Estos temas son muy habituales en los libros de Paul Auster, pero pocas veces el resultado es tan brillante como en Brooklyn Follies. Aparte de su prosa clara y absorbente (cada vez más) y de su sano gusto por la peripecia, hay en este libro un bellísimo alegato a favor de la gente que hace lo que puede, que se cae y se levanta, que se equivoca y se redime, que necesita una segunda oportunidad pero también está dispuesta a concederla. Pocos idilios tan intensos como los amores imprevistos. Pocos afectos tan duraderos como los que no vienen impuestos por la ley ni por la sangre, sino por ese sentimiento tan difuso que uno llamaría solidaridad si la palabra no estuviese a estas alturas tan emputecida.
Auster ha escrito un libro político, claro. Uno tiene la impresión de que sólo con sentido del humor se puede hablar del “golpe de Estado legal” que dio Bush en Estados Unidos cuando le robó a Al Gore las elecciones y convirtió medio país en una piscifactoría de tiburones pasados de rosca que se desayunan con bilis y mean gasolina, algo inquietantemente parecido a lo que está sucediendo en España, por cierto. En medio de semejante ruido de hienas, en medio de tanto salvaje iluminado, este libro es como una cálida habitación donde nadie quiere hacerte daño. Auster escribe como si te estuviera echando una mano en mitad de una mudanza: sin pedir explicaciones, sin pedir dinero, sonriéndole a lo poco, o lo mucho, nunca se sabe, que nos quede por vivir en este mundo.

9.3.06

Botón


Lo único que sé decir en alemán es esta frase: Wovon man nich sprechen kann, darüber muβ man sweigen. Ni siquiera sé si se escribe así. Es la última frase del Tractatus de Ludwig Wittgenstein, y significa algo así como De lo que no se puede hablar, mejor es callarse. La frase me hizo gracia, y con el tiempo dio un curioso resultado. Alguna vez alguien me ha preguntado si sabía alemán, y yo, dependiendo de las circunstancias y de mis ganas de confundir, he contestado con esas palabras, suficiente para dar por zanjada la conversación sin aclarar las cosas en absoluto, una sensación similar, por cierto, a la que yo tuve cuando mis ojos transitaron por el libro de Wittgenstein.

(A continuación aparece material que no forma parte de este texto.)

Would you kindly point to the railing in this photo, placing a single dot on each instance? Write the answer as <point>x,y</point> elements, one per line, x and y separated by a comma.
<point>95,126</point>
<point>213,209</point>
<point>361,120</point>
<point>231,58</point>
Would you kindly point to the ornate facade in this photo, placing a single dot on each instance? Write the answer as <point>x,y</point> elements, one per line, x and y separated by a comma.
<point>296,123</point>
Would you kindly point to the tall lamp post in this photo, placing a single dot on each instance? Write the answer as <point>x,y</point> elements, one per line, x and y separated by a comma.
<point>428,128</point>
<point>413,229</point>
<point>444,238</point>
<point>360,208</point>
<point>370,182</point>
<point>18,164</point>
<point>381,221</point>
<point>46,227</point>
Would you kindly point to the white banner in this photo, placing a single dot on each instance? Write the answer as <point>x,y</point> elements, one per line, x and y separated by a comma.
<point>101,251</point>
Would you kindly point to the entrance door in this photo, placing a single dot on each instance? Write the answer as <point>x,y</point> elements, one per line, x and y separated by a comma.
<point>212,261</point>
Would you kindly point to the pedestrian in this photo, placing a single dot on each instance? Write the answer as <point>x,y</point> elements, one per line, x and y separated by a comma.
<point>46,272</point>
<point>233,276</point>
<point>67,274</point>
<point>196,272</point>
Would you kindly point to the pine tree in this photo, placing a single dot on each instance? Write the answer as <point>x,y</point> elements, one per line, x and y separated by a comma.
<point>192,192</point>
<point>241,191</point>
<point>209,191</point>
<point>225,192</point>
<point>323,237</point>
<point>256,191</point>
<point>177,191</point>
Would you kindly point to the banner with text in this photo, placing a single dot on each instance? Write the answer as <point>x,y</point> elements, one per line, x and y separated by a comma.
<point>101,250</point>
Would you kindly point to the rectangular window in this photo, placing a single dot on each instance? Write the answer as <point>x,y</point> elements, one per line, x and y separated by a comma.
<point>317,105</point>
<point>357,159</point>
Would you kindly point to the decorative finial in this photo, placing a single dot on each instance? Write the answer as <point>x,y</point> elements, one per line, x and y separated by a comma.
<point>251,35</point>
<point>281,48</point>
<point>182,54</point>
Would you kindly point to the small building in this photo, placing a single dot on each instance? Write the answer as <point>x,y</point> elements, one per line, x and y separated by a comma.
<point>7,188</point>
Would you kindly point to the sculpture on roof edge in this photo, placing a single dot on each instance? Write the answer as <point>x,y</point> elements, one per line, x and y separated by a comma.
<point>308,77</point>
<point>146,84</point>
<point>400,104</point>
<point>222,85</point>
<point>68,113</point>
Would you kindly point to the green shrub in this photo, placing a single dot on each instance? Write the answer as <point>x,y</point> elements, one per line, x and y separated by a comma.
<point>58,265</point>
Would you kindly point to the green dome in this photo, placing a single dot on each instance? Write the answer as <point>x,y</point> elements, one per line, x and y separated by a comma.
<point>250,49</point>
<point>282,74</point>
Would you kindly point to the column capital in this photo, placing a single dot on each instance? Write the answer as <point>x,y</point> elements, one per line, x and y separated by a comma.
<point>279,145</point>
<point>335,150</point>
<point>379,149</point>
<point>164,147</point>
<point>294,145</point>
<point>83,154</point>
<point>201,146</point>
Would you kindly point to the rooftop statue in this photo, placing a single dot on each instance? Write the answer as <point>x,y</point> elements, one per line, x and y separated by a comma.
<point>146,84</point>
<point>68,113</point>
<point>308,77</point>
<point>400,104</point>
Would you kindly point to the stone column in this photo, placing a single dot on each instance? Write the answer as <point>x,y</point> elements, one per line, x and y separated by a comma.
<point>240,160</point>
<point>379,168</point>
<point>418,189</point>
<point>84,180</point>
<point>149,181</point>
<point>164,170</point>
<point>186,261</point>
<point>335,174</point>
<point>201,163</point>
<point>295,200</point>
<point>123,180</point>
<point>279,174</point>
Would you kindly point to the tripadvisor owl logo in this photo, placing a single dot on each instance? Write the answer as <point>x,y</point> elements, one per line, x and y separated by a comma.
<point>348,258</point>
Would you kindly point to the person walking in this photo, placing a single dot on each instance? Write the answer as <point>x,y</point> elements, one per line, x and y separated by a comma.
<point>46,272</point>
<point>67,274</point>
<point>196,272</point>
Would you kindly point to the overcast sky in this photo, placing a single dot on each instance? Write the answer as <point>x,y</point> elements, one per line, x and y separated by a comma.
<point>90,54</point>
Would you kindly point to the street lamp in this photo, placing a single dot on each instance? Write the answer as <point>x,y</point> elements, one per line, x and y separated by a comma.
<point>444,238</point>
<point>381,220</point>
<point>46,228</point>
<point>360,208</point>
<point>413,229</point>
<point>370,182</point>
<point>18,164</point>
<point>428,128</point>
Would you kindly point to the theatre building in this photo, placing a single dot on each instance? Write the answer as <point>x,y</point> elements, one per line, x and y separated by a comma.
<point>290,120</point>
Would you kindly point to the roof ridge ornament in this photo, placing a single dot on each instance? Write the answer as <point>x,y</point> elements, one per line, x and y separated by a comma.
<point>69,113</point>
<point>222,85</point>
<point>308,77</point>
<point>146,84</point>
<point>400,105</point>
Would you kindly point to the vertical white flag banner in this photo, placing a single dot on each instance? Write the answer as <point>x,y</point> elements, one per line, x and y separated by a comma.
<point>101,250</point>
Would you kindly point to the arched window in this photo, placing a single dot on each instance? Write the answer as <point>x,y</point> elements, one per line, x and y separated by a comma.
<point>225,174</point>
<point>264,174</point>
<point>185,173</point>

Ayer, leyendo Brooklyn Follies, la estupenda novela de Auster, me enteré de un episodio muy significativo en la vida del filósofo. Dice que, cuando Wittgenstein creyó resueltos todos los problemas de la filosofía, decidió retirarse a las montañas de Austria y trabajar de maestro en la escuela de una aldea perdida. Su falta de paciencia con las imperfecciones de la infancia le llevó a maltratar a sus alumnos, hasta el punto de arrearles puñetazos y patadas. Tuvo que largarse del pueblo por piernas, pero muchos años después necesitó deshollinar su vida, y regresó de nuevo a la aldea y, uno por uno, fue pidiendo perdón, incluso de rodillas, a sus antiguos alumnos, ya padres de familia, muchos de ellos con hijos pequeños. No consiguió que ninguno le perdonase.

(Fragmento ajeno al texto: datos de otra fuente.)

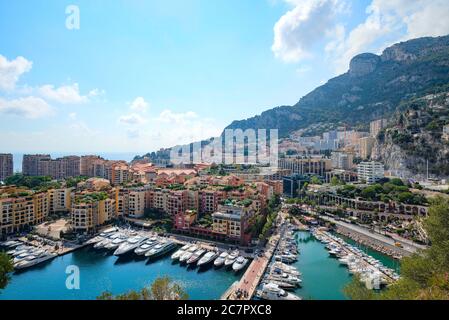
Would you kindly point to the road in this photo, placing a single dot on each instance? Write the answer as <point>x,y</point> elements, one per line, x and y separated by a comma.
<point>408,245</point>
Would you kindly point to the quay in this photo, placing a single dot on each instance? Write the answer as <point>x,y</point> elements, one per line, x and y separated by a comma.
<point>349,251</point>
<point>377,241</point>
<point>247,286</point>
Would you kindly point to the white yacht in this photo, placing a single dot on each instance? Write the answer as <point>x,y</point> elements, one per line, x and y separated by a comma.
<point>286,278</point>
<point>180,252</point>
<point>114,244</point>
<point>221,258</point>
<point>271,291</point>
<point>196,256</point>
<point>33,260</point>
<point>145,247</point>
<point>160,249</point>
<point>239,264</point>
<point>207,258</point>
<point>130,245</point>
<point>186,256</point>
<point>231,258</point>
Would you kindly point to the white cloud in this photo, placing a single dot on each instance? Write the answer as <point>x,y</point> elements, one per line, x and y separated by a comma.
<point>139,105</point>
<point>169,116</point>
<point>301,28</point>
<point>69,94</point>
<point>388,22</point>
<point>10,71</point>
<point>132,119</point>
<point>29,107</point>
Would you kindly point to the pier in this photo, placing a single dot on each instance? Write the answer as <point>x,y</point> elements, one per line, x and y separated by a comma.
<point>246,287</point>
<point>349,251</point>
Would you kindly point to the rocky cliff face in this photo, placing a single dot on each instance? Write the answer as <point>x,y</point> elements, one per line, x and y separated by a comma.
<point>363,64</point>
<point>373,87</point>
<point>415,139</point>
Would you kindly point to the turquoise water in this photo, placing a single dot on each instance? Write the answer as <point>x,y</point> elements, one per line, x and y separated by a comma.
<point>101,272</point>
<point>323,278</point>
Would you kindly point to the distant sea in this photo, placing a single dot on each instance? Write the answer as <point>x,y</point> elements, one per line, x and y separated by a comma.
<point>127,156</point>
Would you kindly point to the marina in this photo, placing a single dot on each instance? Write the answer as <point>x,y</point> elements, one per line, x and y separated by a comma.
<point>102,271</point>
<point>295,265</point>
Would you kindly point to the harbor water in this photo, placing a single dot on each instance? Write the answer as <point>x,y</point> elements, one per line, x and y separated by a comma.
<point>100,271</point>
<point>323,278</point>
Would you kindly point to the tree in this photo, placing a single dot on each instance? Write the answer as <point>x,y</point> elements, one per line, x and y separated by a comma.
<point>162,289</point>
<point>424,275</point>
<point>6,267</point>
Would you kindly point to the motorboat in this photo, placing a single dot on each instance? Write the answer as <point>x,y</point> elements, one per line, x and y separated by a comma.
<point>207,258</point>
<point>239,264</point>
<point>180,252</point>
<point>33,260</point>
<point>196,256</point>
<point>130,245</point>
<point>221,259</point>
<point>160,249</point>
<point>186,256</point>
<point>271,291</point>
<point>145,247</point>
<point>229,261</point>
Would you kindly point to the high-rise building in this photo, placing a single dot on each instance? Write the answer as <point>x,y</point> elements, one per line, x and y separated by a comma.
<point>370,172</point>
<point>377,126</point>
<point>30,163</point>
<point>6,166</point>
<point>342,160</point>
<point>87,164</point>
<point>366,147</point>
<point>88,213</point>
<point>293,184</point>
<point>44,165</point>
<point>304,166</point>
<point>20,209</point>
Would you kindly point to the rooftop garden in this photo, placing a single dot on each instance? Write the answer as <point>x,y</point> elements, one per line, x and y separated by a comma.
<point>386,190</point>
<point>92,197</point>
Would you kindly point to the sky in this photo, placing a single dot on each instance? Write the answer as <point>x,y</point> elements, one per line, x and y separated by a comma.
<point>136,76</point>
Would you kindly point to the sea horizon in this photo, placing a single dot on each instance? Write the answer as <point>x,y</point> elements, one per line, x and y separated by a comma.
<point>126,156</point>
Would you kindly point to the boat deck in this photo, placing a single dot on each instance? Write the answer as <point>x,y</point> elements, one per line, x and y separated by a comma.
<point>246,288</point>
<point>349,251</point>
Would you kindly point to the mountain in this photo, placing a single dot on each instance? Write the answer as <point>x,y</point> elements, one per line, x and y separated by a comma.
<point>414,144</point>
<point>372,88</point>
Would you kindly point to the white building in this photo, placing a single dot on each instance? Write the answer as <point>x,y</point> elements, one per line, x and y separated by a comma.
<point>370,172</point>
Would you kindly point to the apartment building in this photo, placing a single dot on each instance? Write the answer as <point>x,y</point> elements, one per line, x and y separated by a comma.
<point>60,200</point>
<point>377,126</point>
<point>6,166</point>
<point>173,202</point>
<point>88,214</point>
<point>370,172</point>
<point>87,164</point>
<point>209,200</point>
<point>30,163</point>
<point>366,146</point>
<point>20,209</point>
<point>185,220</point>
<point>342,160</point>
<point>44,165</point>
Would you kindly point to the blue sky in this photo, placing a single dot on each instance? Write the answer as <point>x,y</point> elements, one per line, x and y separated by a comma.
<point>140,75</point>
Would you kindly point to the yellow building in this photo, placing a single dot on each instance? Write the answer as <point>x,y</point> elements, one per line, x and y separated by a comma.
<point>21,208</point>
<point>89,211</point>
<point>60,200</point>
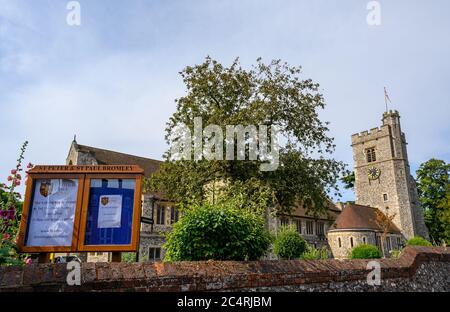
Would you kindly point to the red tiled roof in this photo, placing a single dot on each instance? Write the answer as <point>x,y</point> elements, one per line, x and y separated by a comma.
<point>361,217</point>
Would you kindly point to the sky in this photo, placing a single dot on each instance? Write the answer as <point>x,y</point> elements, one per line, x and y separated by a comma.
<point>113,79</point>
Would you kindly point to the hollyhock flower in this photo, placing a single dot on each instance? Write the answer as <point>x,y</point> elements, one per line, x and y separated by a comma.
<point>11,214</point>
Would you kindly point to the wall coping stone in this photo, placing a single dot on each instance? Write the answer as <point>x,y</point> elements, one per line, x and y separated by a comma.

Esta anécdota creo que me ha hecho entender el Tractatus definitivamente, así como aquella otra (creo que la cuenta Quincey en Los últimos días de Kant) según la cual el filósofo de la razón pura tuvo que abandonar un día la clase precipitadamente, presa de la angustia y el desconcierto, porque a uno de sus alumnos le faltaba un botón en la chaqueta y eso generaba una asimetría que Kant no podía soportar.
Me pregunto cómo habría sido la historia del pensamiento si todos sus protagonistas hubiesen vivido en la permanente asimetría, o si los filósofos, antes de publicar un libro, hubiesen estado siempre obligados a enseñar en una aldea, sin más autoridad que su palabra. Me pregunto si Wittgenstein escribió esa frase antes o después de perder la dignidad a bofetadas.